He claimed that no subscription is needed. That was a lie, because as an owner of a TiVo it can be presumed he knows that a subscription is needed for its intended operation; the statement was incorrect and he made it knowing that it was incorrect, with the malicious motive to defraud the buyer. If he had somehow qualified the statement, one might make the case that wasn't what he meant. But that is not the case, the statement he made was unqualified. To make his statement true would require qualifications to narrow the scope of the statement, but no such qualifications were made.

Q.E.D., seller is a mendacious liar.


----------



## Mikeguy (Jul 28, 2005)

DVR_Dave said:


> Title of listing: _TiVo Roamio Pro (3TB) *DVR* tcd840300 6 tuner *dvr* w/ remote hdmi and power cable_


As well as, a TiVo Roamio by its very nature is a DVR, just like a VW Cabriolet is a car.


----------



## waynomo (Nov 9, 2002)

Mikeguy said:


> As well as, a TiVo Roamio by its very nature is a DVR, just like a VW Cabriolet is a car.


I was just thinking of that analogy.
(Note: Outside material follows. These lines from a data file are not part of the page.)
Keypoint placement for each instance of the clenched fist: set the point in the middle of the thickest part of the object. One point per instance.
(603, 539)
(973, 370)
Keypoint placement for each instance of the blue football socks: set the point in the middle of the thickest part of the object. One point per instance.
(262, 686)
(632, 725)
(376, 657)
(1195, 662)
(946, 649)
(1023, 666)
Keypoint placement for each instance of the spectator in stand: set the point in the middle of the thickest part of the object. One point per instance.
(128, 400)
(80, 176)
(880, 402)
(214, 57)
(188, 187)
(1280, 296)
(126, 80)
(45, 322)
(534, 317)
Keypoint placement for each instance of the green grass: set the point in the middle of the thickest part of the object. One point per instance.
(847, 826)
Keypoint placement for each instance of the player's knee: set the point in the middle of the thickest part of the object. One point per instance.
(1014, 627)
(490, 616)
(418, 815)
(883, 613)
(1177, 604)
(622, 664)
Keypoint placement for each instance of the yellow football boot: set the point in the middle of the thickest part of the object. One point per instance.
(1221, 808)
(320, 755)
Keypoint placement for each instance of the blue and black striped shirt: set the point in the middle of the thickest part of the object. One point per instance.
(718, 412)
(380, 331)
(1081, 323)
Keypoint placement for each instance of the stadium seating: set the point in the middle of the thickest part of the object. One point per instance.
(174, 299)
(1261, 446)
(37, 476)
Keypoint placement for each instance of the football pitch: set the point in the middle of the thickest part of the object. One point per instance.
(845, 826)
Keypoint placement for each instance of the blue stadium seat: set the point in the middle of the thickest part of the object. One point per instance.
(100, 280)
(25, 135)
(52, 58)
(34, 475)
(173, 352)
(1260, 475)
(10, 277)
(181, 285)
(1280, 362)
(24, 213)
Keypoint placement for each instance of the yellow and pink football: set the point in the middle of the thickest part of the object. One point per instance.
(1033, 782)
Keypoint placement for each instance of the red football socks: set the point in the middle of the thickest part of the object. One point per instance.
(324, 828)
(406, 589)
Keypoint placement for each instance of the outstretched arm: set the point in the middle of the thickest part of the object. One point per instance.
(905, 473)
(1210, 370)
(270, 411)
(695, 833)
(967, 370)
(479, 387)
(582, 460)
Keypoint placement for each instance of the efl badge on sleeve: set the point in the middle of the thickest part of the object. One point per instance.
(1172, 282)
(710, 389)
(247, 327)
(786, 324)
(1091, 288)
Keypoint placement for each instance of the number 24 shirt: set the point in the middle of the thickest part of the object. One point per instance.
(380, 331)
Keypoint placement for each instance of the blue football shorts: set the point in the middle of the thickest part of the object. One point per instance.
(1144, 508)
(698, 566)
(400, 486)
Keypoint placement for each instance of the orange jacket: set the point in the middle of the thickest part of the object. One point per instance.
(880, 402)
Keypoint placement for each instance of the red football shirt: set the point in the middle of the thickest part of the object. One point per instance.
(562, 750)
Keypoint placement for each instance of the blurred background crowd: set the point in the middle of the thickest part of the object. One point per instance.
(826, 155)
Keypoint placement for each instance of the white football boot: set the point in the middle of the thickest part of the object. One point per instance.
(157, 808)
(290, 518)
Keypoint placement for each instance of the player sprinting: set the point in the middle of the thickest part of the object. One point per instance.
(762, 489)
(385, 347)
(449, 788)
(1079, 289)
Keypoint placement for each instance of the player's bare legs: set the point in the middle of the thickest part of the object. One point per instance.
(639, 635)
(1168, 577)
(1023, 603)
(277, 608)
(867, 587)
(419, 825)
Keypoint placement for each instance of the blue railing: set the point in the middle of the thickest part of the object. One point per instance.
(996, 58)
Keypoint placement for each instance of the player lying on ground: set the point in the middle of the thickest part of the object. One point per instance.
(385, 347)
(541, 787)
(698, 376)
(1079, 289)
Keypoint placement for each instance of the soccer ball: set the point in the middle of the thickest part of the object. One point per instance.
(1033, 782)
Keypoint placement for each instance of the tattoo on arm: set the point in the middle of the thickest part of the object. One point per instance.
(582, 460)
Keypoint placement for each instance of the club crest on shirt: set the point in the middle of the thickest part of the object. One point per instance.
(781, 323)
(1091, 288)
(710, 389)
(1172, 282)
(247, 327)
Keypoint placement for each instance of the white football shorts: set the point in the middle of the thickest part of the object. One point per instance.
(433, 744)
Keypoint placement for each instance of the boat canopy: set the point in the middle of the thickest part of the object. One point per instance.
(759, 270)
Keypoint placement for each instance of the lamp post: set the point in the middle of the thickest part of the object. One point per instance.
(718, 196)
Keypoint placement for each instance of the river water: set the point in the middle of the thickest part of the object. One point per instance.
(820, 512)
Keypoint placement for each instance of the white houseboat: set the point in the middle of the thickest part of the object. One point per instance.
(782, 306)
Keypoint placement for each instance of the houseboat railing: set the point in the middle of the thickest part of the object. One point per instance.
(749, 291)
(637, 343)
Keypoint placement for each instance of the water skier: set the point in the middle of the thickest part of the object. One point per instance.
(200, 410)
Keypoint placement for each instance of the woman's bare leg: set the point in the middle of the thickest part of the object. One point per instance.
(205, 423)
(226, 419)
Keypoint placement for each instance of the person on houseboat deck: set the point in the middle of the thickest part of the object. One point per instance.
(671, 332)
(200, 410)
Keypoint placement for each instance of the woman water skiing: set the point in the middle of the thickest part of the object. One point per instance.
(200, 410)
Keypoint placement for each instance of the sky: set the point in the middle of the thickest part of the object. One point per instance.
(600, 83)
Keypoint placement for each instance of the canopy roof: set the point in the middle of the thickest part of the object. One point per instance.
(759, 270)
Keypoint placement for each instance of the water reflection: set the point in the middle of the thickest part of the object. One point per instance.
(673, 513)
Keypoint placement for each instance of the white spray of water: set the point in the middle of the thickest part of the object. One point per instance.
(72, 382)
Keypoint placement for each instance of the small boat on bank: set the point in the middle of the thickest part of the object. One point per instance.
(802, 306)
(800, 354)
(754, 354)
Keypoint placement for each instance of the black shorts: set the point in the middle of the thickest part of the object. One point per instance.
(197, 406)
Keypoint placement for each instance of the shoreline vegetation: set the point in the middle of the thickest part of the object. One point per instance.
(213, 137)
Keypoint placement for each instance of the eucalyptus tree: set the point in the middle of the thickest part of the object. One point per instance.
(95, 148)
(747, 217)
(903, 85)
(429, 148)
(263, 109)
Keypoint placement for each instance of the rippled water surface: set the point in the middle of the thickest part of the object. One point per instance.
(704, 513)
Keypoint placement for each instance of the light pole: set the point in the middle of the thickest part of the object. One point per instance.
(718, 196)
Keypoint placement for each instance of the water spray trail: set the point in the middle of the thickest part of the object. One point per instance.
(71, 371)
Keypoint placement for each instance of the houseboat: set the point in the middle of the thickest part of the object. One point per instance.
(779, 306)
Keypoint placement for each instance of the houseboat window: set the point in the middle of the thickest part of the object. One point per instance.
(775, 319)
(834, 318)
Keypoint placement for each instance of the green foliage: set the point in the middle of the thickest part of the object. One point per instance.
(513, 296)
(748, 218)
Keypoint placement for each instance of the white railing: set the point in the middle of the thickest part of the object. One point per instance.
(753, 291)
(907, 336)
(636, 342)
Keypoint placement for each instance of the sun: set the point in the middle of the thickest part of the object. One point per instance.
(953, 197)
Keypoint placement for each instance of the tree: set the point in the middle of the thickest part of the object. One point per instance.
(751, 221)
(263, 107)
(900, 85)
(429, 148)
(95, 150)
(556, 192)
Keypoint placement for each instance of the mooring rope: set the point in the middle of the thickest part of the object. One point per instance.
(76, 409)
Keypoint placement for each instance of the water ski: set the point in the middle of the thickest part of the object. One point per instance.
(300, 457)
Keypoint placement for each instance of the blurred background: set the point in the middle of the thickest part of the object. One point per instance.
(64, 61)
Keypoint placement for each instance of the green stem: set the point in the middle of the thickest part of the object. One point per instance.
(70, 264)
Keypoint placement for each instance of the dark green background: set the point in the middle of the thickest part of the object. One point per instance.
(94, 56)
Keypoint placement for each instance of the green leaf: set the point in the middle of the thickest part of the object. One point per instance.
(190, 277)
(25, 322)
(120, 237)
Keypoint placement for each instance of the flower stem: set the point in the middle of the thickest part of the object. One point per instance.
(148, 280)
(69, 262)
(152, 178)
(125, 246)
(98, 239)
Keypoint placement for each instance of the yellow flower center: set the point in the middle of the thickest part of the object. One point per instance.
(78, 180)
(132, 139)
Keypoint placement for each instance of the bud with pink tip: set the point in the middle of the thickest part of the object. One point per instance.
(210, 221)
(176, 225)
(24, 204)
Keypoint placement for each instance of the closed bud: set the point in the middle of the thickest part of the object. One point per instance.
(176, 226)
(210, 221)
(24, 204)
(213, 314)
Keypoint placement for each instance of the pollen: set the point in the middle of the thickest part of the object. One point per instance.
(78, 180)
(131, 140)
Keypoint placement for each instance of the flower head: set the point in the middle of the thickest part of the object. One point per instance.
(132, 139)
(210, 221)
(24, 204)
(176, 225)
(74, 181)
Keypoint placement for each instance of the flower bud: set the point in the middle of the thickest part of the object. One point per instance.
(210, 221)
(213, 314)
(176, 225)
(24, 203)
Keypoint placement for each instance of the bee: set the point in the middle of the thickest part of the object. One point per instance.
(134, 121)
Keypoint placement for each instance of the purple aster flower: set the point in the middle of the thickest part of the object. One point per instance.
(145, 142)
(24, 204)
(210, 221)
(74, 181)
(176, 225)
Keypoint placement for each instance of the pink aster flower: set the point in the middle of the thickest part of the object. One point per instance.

Does your Crabiolet need gas? (forgetting electric vehicles)

Was this mentioned upstream?


----------



## waynomo (Nov 9, 2002)

tampa8 said:


> There are several sites including this one that talk about using a Tivo without a subscription.


Could you direct me to those sites? Google wasn't any help.


----------



## Mikeguy (Jul 28, 2005)

waynomo said:


> I was just thinking of that analogy. *Does your Crabiolet need gas? (forgetting electric vehicles) *
> 
> Was this mentioned upstream?


Just barely at this point (it's almost 17 years old and, well, a VW  ). Maybe when it no longer can be driven, I still should sell it as a functional car, as it still can be used: the leather seats are comfortable to sit in.


----------



## MikeekiM (Jun 25, 2002)

ej42137 said:


> He claimed that no subscription is needed. That was a lie, because as an owner of a TiVo it can be presumed he knows that a subscription is needed for its intended operation; the statement was incorrect and he made it knowing that it was incorrect, with the malicious motive to defraud the buyer. If he had somehow qualified the statement, one might make the case that wasn't what he meant. But that is not the case, the statement he made was unqualified. To make his statement true would require qualifications to narrow the scope of the statement, but no such qualifications were made.
> 
> Q.E.D., seller is a mendacious liar.


Yeah... At the very least, this is a lie by omission... If I personally sold this on eBay and had a history of using it like he did, and got that question posed to me, I would have disclosed that while I myself use it without a subscription, the intended use is to get a monthly or a lifetime (all-in) subscription to drive the guide population and the automated recordings. And maybe I decide to stress the fact that I am very happy using it without a subscription to try and sell my use case... But at the end of the day, I would have disclosed as much as possible to ensure that my eventual buyer was not surprised.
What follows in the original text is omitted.